There is a scene in Orange is the New Black in which Red, one of the inmates at the Litchfield Correctional Facility, says that “there are the people who eat the bread, and the people who serve the bread.” Even though my family may sometimes stretch what we have, I am still someone who eats the bread. Thanks to my friends’ generosity, I’ve been on a few fancy vacations. I live in a town with access to great public education, and am now on an almost-full scholarship at an excellent liberal arts college. Fifty years ago, my grandmother didn’t go to high school so she could work; now I go to the college that would be considered the best place for wealthy women to study in her time. In my middle age, I will probably not have to worry about money in the same way my parents have.
But we are an exception. We have benefited from my dad’s work and his career in academia, and the fact that we are white in a society built on ingrained white privilege. In spite of America’s talk about equal opportunity, our society is set up to disadvantage certain people, and to keep the wealthy where they are. I have worked hard to win grants and get into my college, but many of the factors that have led to my success – my hometown, my dad’s work, the family I was born into – are random pieces of fate that I did nothing to earn or deserve.
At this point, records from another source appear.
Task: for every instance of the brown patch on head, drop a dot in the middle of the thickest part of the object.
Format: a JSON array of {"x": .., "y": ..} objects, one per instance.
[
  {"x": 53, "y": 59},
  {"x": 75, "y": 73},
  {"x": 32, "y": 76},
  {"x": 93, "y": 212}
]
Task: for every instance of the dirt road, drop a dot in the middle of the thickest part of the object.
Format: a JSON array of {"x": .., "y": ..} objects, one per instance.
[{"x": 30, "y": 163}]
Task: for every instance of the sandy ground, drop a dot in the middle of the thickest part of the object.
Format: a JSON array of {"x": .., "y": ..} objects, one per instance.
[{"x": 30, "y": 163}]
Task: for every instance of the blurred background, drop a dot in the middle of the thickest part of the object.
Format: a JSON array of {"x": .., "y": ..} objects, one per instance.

So when I am asked for money, I think of that, and I think of Kristen. Many religions’ principles encourage their adherents give – tikkun olam in Judaism, zakat in Islam, Jesus’ words on wealth and generosity, and many other creeds and traditions of which I know less. I don’t need everything that I have, and yet the more I have, the more I want: books, clothes, toys. You adjust your wants and expectations along with your income. But I don’t want to live that way anymore.
When I pass someone on the street asking for money to stay in a shelter for the night (the most common plea I hear from people in Leiden, where the cost is €2.50-5 a night), even if I suspect the money will go somewhere else, I try to give them what they ask for. It’s not my place to decide for someone else what they need, and that decision is between them and their beliefs. Jesus tells us to live generously. I can’t give up everything I have- or won’t, rather, even if I could (an ethical question for another day)- but I am doing my best to live up to that more in how I spend my money and my time.
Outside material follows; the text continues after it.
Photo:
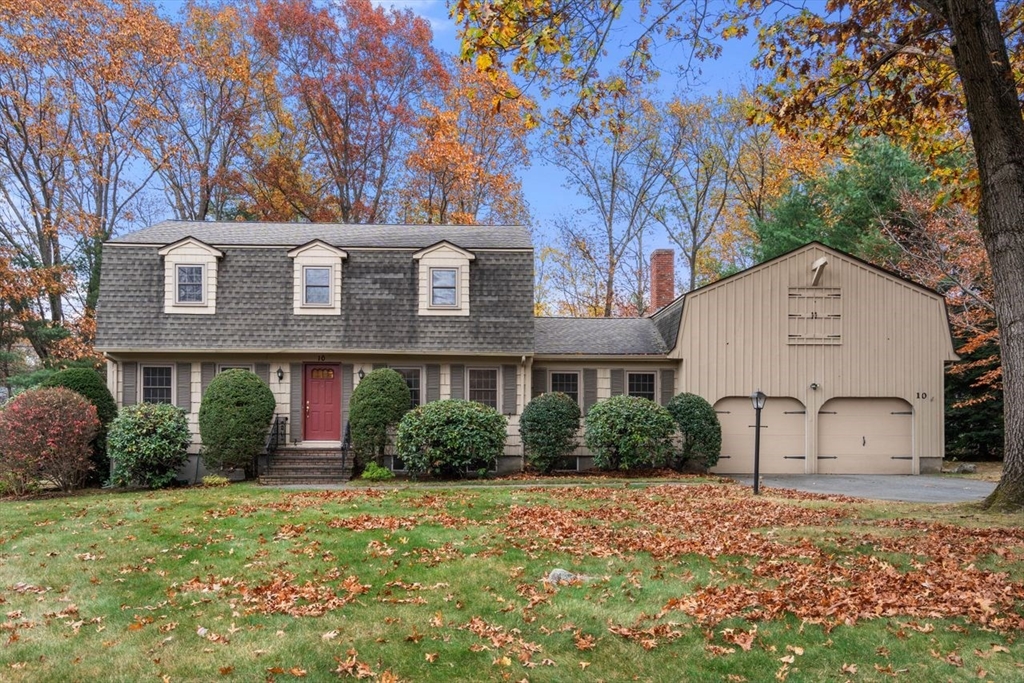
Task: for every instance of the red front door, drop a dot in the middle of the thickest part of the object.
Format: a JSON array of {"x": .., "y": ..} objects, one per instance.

I’m trying to grow, to better myself, and to live in a way that aligns more with my principles. It’s hard to get over selfishness. But what works best for me is reminding myself that we are all of equal value, and that who is asking whom for money is largely a random act of fate. I can’t decide for anyone else what is right for them, whether they should give, or to what. I don’t think we will be punished for not giving, or necessarily rewarded for doing so. But that doesn’t mean it’s not important. At least, for me.
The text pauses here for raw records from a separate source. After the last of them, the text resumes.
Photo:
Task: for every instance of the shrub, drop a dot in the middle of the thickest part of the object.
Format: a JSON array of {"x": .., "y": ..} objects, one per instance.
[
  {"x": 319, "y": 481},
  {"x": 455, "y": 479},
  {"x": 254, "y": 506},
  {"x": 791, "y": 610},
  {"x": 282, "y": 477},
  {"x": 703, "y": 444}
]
“Live generously and graciously toward others, the way God lives toward you.” Matt. 5:48 (MSG)
If you’re looking into giving to charity, but not sure where to start, charitynavigator.com offers a great look at how different charities split, spend, and give their money. I am also very partial to kiva.org, a microfinance lending site that allows you to support farmers, students, and entrepreneurs in other areas of the world in their journey to financial independence. Your loans are always paid back, allowing you to use the same $25+ dollars to help different people, again and again.